Une diapause douce ou modérée d’environ 10–12 semaines entre 14 et 18 °C est recommandée.
Il ne faut pas appliquer automatiquement un refroidissement intense. Les températures inférieures à 12 °C ne devraient être envisagées que si l’origine exacte est connue pour subir des hivers froids.
Pendant la diapause, la ponte, le développement du couvain et l’activité extérieure diminuent. L’accès à l’eau doit toujours être maintenu.
Une petite quantité de glucides peut être proposée si les ouvrières restent actives, mais il ne faut pas remplir constamment les repletes. Les protéines peuvent être fortement réduites en l’absence de larves actives.

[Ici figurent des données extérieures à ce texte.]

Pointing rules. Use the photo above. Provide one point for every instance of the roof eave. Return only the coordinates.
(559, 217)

Le refroidissement et le réchauffement doivent être progressifs.
Comportement en captivité
Les jeunes colonies peuvent rester cachées longtemps, mais M. placodops devient très active lorsque la population augmente.
Contrairement à de nombreuses fourmis pot-de-miel nocturnes, elle peut être observée en fourragement pendant la journée. Les ouvrières parcourent rapidement l’aire de fourragement et réagissent immédiatement aux proies.
L’apparition des premières repletes marque le moment où la colonie commence à avoir besoin d’une installation définitive. Une fois totalement distendues, ces ouvrières ne doivent plus être déplacées inutilement.
Les surfaces d’accroche doivent être vérifiées périodiquement. Une paroi trop lisse, mouillée ou couverte de condensation peut provoquer des chutes.
Manipulation et sécurité
Myrmecocystus placodops ne possède pas d’aiguillon.
Les ouvrières peuvent mordre et utiliser de l’acide formique lorsqu’elles sont coincées ou lorsque le nid est directement perturbé.
Toutes les interventions doivent être planifiées à l’avance et réalisées avec des tubes, récipients auxiliaires et outils entomologiques.